The Daily Telegraph - Sport

Evans fired up by Djokovic ‘snub’

➤ Fired-up Briton topples world No 1 on Monte Carlo clay ➤ ‘He dismantled my game’ admits Serb after late arrival

- By Simon Briggs

Dan Evans achieved a career-best win after he was kept waiting in the dressing room by Novak Djokovic in Monte Carlo. Once play began, an incensed Evans made a fast start, breaking Djokovic’s serve twice in a row, and he rode that wave of indignatio­n to a 6-4, 7-5 victory.

The result ended the world No1’s winning sequence in 2021 – which had stood at 10 straight matches including the Australian Open final – while sending Evans through to the quarter-finals of a Masters 1000 event for the first time. “Probably the best victory of his career,” said tournament favourite Rafael Nadal.

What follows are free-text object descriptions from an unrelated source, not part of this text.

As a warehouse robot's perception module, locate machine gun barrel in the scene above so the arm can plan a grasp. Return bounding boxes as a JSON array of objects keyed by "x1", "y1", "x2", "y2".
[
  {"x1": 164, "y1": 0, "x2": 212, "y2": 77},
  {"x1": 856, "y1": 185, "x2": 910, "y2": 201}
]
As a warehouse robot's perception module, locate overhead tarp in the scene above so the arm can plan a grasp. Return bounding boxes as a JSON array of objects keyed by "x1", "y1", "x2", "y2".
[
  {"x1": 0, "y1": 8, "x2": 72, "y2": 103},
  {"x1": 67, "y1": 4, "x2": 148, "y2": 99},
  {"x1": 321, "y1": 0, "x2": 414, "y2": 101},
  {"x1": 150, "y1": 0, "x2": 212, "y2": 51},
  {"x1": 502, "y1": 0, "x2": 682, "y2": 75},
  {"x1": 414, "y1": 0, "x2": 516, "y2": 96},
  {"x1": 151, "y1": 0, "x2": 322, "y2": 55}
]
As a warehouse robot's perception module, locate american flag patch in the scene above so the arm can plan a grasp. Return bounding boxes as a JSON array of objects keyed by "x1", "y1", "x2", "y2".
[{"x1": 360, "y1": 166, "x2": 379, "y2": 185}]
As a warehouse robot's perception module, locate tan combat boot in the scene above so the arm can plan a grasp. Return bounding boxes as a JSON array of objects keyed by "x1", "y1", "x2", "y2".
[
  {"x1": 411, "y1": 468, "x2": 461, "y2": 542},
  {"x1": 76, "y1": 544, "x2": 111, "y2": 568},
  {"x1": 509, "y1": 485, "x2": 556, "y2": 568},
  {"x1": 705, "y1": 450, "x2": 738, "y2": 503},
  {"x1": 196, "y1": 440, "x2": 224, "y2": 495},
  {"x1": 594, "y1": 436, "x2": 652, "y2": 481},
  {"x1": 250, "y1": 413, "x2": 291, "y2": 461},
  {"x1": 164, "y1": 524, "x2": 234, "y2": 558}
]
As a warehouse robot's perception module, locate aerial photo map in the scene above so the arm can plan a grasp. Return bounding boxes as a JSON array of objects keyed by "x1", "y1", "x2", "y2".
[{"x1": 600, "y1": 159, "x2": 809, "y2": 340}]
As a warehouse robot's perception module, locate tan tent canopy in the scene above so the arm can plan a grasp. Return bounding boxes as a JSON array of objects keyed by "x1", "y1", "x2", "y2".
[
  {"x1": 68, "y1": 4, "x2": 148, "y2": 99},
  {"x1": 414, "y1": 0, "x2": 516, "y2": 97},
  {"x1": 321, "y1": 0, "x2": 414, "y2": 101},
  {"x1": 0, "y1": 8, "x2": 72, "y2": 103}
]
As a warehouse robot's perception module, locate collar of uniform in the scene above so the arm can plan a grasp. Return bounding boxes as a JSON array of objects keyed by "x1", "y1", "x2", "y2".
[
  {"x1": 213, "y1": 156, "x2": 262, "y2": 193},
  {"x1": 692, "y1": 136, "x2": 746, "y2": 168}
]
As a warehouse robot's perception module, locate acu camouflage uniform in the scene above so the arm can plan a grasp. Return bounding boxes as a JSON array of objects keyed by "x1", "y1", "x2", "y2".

Dan Evans, the British No1, cited a disrespect­ful late arrival from Novak Djokovic as the spur that prompted the best – and most unlikely – victory of his career yesterday in Monte Carlo.

This was a real turn-up. Beating Djokovic had appeared to be an impossible dream for Evans. He has never warmed to clay, nor had he previously managed a victory against anyone ranked higher than No7 in the world.

But Djokovic, who has stood atop the rankings for 14 months, came out strangely flat on a blustery, cold and drizzly day on the Riviera. And Evans was contrastin­gly brilliant, especially in the large number of stylish drop-shots that he feathered just over the net.

The result was a potpourri of remarkable statistics. This was Djokovic’s first defeat of 2021, after 10 straight victories. It was Evans’s first visit to the quarter-final of a Masters 1000 event (where he will play 11th seed David Goffin today). Most notably, it was the first time that a British man had beaten a world No1 on clay.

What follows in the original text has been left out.